L’onore dei soldatini della Grande Guerra

«I due hanno urlato, pianto, chiamato la famiglia lontana, implorato pietà e perdono... E quando hanno intuito che nessuna forza umana poteva loro ridare la vita non hanno più detto una parola, hanno solo continuato a piangere lentamente. Il plotone d’esecuzione s’allinea, sbigottito, occhi atoni nell’aiutante maggiore che con voce che vuole dunque far suonare aspra spiega la necessità di mirar bene per abbreviare l’agonia a gente irrimediabilmente condannata... Nel plotone ci sono amici, paesani, forse anche parenti dei due condannati. “Silenzio” grida l’aiutante. È arrivato il prete, tremante, atterrito; c’è anche il medico, si marcia ad una piccola radura sinistra, nel bosco, ai primi lucori dell’alba. Ecco il primo condannato. Un pianto senza lacrime, quasi un rantolo esce dalla gola serrata. Non una parola, occhi senza espressione più, sul volto solo il terrore ebete della bestia al macello. Condotto presso un abete, non si regge sulle gambe, s’accascia: bisogna legarlo con filo al tronco. Il prete livido, se lo abbraccia. Intanto il plotone s’è schierato su due righe: la prima riga deve sparare. L’aiutante maggiore ha già spiegato: io faccio un cenno con la mano e allora fuoco. Ecco il cenno. I soldati guardano l’ufficiale, il condannato bendato, e non sparano. Nuovo cenno. I soldati non sparano. Il tenente batte nervosamente le mani. Sparano.
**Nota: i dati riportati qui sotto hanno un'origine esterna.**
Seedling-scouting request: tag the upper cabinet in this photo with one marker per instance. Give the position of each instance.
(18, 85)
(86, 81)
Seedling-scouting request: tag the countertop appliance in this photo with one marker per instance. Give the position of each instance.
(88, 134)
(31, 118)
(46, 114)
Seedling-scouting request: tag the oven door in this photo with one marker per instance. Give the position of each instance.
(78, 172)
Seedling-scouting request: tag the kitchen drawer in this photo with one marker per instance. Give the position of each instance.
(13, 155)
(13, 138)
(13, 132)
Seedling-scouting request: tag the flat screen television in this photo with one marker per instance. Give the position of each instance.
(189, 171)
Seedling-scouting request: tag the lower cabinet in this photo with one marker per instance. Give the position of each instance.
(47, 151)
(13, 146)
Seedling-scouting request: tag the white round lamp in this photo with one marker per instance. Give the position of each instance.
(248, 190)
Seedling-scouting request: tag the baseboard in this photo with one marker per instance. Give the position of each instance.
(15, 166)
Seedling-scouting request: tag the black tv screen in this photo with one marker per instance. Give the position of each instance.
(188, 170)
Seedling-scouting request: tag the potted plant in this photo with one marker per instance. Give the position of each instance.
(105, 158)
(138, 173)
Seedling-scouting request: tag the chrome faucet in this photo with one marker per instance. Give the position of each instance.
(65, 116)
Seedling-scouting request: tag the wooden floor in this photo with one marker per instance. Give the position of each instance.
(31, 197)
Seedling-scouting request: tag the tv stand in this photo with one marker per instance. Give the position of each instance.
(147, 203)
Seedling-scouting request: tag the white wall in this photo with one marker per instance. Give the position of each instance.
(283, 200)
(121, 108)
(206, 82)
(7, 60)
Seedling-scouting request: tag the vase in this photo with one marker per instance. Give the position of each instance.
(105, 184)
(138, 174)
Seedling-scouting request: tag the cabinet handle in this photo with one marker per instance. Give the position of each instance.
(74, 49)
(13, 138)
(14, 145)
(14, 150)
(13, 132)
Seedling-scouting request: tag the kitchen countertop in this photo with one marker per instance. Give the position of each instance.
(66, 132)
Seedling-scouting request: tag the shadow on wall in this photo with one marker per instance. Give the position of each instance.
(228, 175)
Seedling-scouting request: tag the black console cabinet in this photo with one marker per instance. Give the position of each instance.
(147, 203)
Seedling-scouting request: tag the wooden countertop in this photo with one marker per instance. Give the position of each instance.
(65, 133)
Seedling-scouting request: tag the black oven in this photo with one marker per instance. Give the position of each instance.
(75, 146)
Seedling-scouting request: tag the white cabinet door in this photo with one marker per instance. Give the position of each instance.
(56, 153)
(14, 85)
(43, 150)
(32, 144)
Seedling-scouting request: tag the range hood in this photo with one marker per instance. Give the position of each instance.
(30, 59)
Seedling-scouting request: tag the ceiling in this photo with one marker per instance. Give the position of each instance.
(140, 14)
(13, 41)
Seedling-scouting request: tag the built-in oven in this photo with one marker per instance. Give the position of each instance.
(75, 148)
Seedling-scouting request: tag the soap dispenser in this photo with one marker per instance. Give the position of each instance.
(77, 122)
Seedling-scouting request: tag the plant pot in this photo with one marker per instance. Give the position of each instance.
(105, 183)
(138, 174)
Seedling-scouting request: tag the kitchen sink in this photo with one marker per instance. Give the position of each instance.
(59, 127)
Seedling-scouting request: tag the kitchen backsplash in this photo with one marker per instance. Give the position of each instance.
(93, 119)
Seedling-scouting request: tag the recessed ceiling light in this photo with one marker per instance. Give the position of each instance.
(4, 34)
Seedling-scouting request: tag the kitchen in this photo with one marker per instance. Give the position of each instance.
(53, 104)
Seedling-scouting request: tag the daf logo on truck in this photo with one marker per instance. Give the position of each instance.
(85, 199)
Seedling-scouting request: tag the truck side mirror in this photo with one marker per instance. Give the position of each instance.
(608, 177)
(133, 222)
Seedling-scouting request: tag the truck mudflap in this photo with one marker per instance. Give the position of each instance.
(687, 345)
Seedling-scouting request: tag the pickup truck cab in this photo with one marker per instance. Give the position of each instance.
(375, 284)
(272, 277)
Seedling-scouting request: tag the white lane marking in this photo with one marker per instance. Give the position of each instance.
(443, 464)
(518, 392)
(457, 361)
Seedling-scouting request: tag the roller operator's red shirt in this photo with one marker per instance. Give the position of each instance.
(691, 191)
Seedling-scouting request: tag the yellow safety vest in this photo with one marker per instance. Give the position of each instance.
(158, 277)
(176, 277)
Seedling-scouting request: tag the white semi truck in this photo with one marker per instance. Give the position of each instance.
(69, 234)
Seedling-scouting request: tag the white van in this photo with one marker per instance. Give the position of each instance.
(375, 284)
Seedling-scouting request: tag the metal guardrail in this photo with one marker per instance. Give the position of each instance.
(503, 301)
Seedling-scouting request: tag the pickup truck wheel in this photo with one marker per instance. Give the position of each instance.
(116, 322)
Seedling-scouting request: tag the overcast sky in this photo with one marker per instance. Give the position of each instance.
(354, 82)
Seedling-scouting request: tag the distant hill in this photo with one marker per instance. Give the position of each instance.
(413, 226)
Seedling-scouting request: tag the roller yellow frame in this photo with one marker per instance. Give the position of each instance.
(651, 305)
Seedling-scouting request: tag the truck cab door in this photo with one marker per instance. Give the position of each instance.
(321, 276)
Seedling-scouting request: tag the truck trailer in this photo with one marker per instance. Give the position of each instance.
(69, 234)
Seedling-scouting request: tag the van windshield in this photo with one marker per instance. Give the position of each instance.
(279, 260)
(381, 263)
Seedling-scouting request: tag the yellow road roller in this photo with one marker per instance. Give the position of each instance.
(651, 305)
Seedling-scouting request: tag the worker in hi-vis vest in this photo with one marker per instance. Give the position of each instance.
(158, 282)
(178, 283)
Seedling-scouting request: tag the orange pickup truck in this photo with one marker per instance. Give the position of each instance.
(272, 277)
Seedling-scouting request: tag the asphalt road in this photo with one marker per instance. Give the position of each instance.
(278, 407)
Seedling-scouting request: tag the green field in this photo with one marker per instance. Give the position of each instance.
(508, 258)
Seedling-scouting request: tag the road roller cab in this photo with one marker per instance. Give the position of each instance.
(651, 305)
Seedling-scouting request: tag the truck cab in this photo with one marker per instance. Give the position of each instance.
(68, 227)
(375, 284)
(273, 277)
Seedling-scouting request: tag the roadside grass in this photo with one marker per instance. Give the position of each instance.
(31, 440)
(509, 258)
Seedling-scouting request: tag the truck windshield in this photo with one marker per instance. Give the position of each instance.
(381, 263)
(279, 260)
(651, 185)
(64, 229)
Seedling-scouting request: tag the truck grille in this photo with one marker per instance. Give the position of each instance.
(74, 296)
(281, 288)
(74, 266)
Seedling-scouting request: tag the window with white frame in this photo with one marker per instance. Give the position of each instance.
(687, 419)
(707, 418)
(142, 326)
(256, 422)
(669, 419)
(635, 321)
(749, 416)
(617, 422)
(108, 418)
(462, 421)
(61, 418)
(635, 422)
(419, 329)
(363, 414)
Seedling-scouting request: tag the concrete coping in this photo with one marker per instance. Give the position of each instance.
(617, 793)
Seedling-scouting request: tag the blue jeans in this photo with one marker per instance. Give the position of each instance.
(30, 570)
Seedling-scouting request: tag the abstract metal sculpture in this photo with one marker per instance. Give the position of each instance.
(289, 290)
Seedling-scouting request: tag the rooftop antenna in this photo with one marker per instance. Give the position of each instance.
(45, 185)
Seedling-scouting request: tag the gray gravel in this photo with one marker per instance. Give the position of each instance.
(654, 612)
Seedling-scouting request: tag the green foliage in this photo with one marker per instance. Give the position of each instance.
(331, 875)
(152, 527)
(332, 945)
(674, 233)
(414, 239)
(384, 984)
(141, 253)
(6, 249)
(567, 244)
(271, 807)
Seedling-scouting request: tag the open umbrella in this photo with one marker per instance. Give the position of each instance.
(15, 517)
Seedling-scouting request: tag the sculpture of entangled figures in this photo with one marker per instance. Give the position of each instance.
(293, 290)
Ed ecco il corpo investito dalla raffica si piega scivolando un poco lungo il tronco dell’albero, mezza la testa asportata...». Bisogna rileggere quelle pagine straziate di Scarpe al sole, il libro bellissimo in cui il grande Paolo Monelli raccontò la «sua» Grande Guerra, per capire cosa furono le fucilazioni dei soldatini che, dopo un secolo di damnatio memoriae si vedranno restituire l’onore con una lapide all’Altare della Patria appena il voto nell’aula del Senato passerà la risoluzione votata all’unanimità dalla Commissione Difesa. «Solo chi uscì vivo dalla maciulla del combattimento», scriveva Monelli rabbioso con gli ufficiali dalla barba rasata che distribuivano le sentenze a tavolino, «solo chi strisciò all’attacco e sbiancò d’orrore sotto il bombardamento e pregò di morire nella notte di battaglia premuto dal freddo e dalla fame, solo quello sarebbe giudice competente, e darebbe sì forse anch’egli la morte, ma sapendo che cosa vuol dire...».